Attraction - A Russian made film that is poorly dubbed in English. A spaceships crashes in Moscow. Panic ensues. I couldn't bear to watch anymore, so I changed the channel.
Monster From A Prehistoric Planet - Stars Yoko Yamamoto. This 1967 film from American International features an all Japanese cast that speaks in dubbed English. The pith helmet explorers encounter a primitive native tribe on a remote Pacific island. An earthquake under a volcano unleashes terrible monsters. This movie has it all, including painfully dancing and singing Geisha girls and panicky citizens of Tokyo.

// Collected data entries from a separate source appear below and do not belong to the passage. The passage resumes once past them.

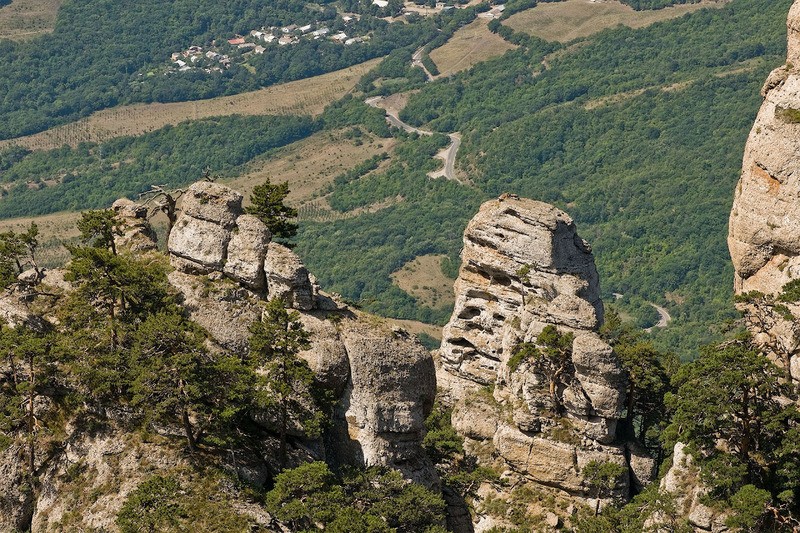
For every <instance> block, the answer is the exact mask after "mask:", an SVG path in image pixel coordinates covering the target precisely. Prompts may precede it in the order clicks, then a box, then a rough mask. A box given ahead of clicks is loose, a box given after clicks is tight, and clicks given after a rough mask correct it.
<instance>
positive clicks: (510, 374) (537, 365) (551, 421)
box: [440, 195, 629, 499]
mask: <svg viewBox="0 0 800 533" xmlns="http://www.w3.org/2000/svg"><path fill="white" fill-rule="evenodd" d="M461 257H462V265H461V269H460V271H459V275H458V278H457V279H456V282H455V295H456V302H455V307H454V310H453V315H452V316H451V318H450V321H449V322H448V324H447V325H446V326H445V328H444V331H443V339H442V347H441V350H440V353H441V367H442V370H441V374H442V375H443V376H446V379H442V380H441V383H443V384H446V385H447V387H448V391H447V393H448V394H447V396H449V397H450V398H452V399H453V401H454V403H455V406H454V410H453V416H452V423H453V427H454V428H455V429H456V431H458V432H459V433H460V434H462V435H464V436H465V437H467V438H468V439H470V440H471V441H473V442H482V443H487V444H488V443H491V445H492V447H493V448H494V454H496V455H495V456H497V455H499V457H500V459H501V462H502V463H504V464H505V466H506V467H507V468H508V469H510V470H511V471H513V472H514V476H516V477H515V480H514V482H519V483H525V482H530V481H533V482H536V483H539V484H541V485H545V486H547V487H550V488H554V489H560V490H562V491H566V492H567V493H569V494H571V495H573V496H574V497H576V498H579V499H581V498H585V497H587V489H586V487H585V486H584V485H585V483H584V482H583V479H582V477H581V474H580V469H581V467H582V465H583V463H582V461H583V462H588V461H590V460H592V459H597V460H601V461H613V462H616V463H618V464H623V465H627V461H626V457H625V454H624V453H623V451H622V450H623V447H622V446H621V445H618V444H615V438H616V426H617V422H618V419H619V417H620V416H621V415H622V410H623V406H624V402H625V392H626V384H627V382H626V377H625V372H624V371H623V368H622V366H621V364H620V362H619V360H618V358H617V356H616V354H615V353H614V351H613V350H612V348H611V346H609V345H608V344H607V343H605V342H604V341H603V340H602V339H601V338H600V336H599V335H598V334H597V333H596V330H597V328H598V327H599V325H600V324H601V323H602V318H603V306H602V302H601V301H600V297H599V279H598V275H597V269H596V268H595V264H594V258H593V256H592V253H591V248H590V246H589V245H588V243H586V241H584V240H583V239H581V238H580V237H579V235H578V233H577V230H576V228H575V224H574V223H573V221H572V219H571V218H570V217H569V216H568V215H567V214H566V213H564V212H563V211H560V210H558V209H556V208H555V207H553V206H551V205H548V204H544V203H542V202H536V201H534V200H527V199H521V198H518V197H515V196H513V195H503V196H501V197H500V198H498V199H497V200H492V201H489V202H486V203H484V204H483V205H482V206H481V208H480V210H479V212H478V213H477V214H476V215H475V217H474V218H473V219H472V220H471V221H470V222H469V224H468V225H467V228H466V230H465V231H464V249H463V251H462V254H461ZM548 326H555V327H556V329H558V330H559V331H560V332H561V333H562V334H567V333H572V334H574V336H575V340H574V341H573V346H572V354H571V360H570V361H568V363H567V364H566V366H565V368H564V369H563V371H562V372H561V374H560V376H559V378H558V380H557V382H556V383H555V390H554V391H553V392H551V390H550V376H549V375H548V374H547V369H546V368H545V367H543V366H542V365H541V363H538V362H537V361H536V359H535V358H533V359H529V360H523V361H521V362H517V363H516V364H514V365H513V366H512V365H510V364H509V362H510V359H511V357H512V355H513V353H514V350H515V348H516V346H517V345H518V344H519V343H522V342H527V343H534V344H535V343H536V342H537V338H538V336H539V334H540V333H541V332H542V331H543V330H544V329H545V328H546V327H548ZM487 386H490V387H492V391H493V392H492V393H491V394H487V393H486V392H485V389H486V387H487ZM481 388H484V391H481V390H480V389H481ZM554 396H555V399H554ZM481 446H483V445H481ZM486 455H487V456H492V455H493V454H492V452H491V451H486ZM501 468H502V467H501ZM626 479H627V476H626ZM628 491H629V487H628V483H627V482H624V483H623V482H620V484H619V487H617V495H618V496H620V497H622V498H625V497H627V496H628Z"/></svg>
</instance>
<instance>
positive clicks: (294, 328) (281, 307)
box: [249, 298, 327, 466]
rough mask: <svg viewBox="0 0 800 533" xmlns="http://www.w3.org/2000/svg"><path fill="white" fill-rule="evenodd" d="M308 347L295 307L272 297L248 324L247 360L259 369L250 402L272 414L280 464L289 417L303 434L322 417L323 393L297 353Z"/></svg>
mask: <svg viewBox="0 0 800 533" xmlns="http://www.w3.org/2000/svg"><path fill="white" fill-rule="evenodd" d="M309 346H310V342H309V334H308V332H307V331H306V330H305V329H303V325H302V323H301V322H300V316H299V314H298V313H297V312H296V311H291V312H289V311H287V310H286V309H285V308H284V303H283V301H282V300H281V299H279V298H274V299H272V300H271V301H270V302H269V304H267V308H266V310H265V313H264V319H263V321H260V322H254V323H253V324H252V325H251V326H250V354H249V363H250V366H251V367H252V368H260V369H263V370H264V374H263V375H262V376H261V377H260V379H259V383H258V386H257V389H256V390H257V392H256V394H255V398H254V403H255V407H256V408H257V409H260V410H265V411H267V412H268V413H270V414H271V415H272V417H273V418H274V420H275V424H276V426H277V431H278V434H279V436H280V463H281V465H282V466H283V465H285V464H286V446H287V434H288V431H289V428H290V425H291V424H292V423H293V421H296V422H297V423H299V424H300V425H301V426H302V427H303V430H304V432H305V433H306V434H307V435H308V436H316V435H319V434H320V432H321V430H322V426H323V424H324V423H325V420H326V413H325V411H326V407H327V406H326V403H327V398H326V395H325V393H324V391H322V390H321V389H320V388H319V386H318V385H317V383H316V380H315V377H314V372H313V371H312V370H311V368H309V366H308V363H306V362H305V361H304V360H303V359H301V358H300V357H298V354H299V353H300V352H301V351H302V350H305V349H307V348H308V347H309Z"/></svg>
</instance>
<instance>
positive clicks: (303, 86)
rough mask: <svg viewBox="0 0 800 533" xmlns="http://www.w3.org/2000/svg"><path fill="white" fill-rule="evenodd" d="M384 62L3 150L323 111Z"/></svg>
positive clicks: (33, 146)
mask: <svg viewBox="0 0 800 533" xmlns="http://www.w3.org/2000/svg"><path fill="white" fill-rule="evenodd" d="M379 61H380V59H373V60H371V61H367V62H365V63H361V64H359V65H355V66H353V67H349V68H346V69H343V70H338V71H336V72H330V73H328V74H322V75H320V76H315V77H313V78H308V79H305V80H299V81H293V82H289V83H283V84H280V85H273V86H271V87H267V88H265V89H260V90H258V91H252V92H249V93H243V94H237V95H234V96H221V97H218V98H211V99H208V100H197V101H194V102H177V103H171V104H136V105H131V106H124V107H116V108H112V109H104V110H103V111H98V112H97V113H93V114H92V115H90V116H88V117H86V118H84V119H81V120H79V121H77V122H73V123H71V124H65V125H63V126H58V127H56V128H52V129H49V130H47V131H44V132H41V133H37V134H35V135H28V136H26V137H18V138H16V139H10V140H7V141H0V149H2V148H3V147H5V146H8V145H12V144H17V145H20V146H25V147H27V148H30V149H32V150H49V149H53V148H59V147H61V146H63V145H64V144H68V145H70V146H73V147H74V146H77V145H78V143H81V142H85V141H90V142H103V141H107V140H109V139H112V138H114V137H121V136H124V135H142V134H144V133H148V132H151V131H154V130H157V129H160V128H163V127H164V126H167V125H173V126H174V125H176V124H179V123H181V122H184V121H186V120H198V119H202V118H209V117H217V116H227V115H318V114H319V113H321V112H322V110H323V109H324V108H325V106H327V105H328V104H330V103H331V102H334V101H336V100H338V99H340V98H341V97H343V96H344V95H345V94H347V93H348V92H350V91H351V90H352V89H353V88H354V87H355V85H356V83H358V80H359V79H360V78H361V76H363V75H364V74H366V73H367V72H368V71H369V70H370V69H372V68H373V67H374V66H375V65H377V64H378V62H379Z"/></svg>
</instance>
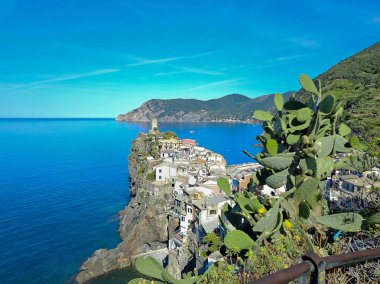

Mutiny in Outer Space - A black and white feature made in 1965. An astronaut contracts a moon fungus. Everyone in space station X-7 gets exposed. Newspaper headlines flash an alert to earth. Earth's military saves the day by exploding a cloud around the orbiting space station.
The Lost Missile - This 1958 black and white film features stock military footage of war planes chasing a mysterious missile headed to New York City. The missile is traveling at 4,000 MPH, five miles above the earth, and burning a path with one million degrees heat. A scientist fights off a leather-jacketed street gang to deliver a plutonium warfare to destroy the "missile from hell".
Invaders from Mars - An unusual color sci-fi flick from 1953. Martians land on earth and burrow under a boy's backyard. The film features mutants and soldiers running frantically through the tunnels, shouting "Colonel Fielding, Colonel Fielding!".
Village of the Giants (MST3K) - From 1965. Opie Taylor (Ron Howard) invents a substance called "goo" that turns teenagers into giants. Beau Bridges leads the gang of rebellious teens who torment the town's grownups. Tommy Kirk, Johnny Crawford (son of the Rifleman) and Tim Rooney (the son of Mickey Rooney) head up a cast who are the offspring of more famous actors. Opie saves the day when he invents a reversing formula. A delicious taste of 1960's teen culture.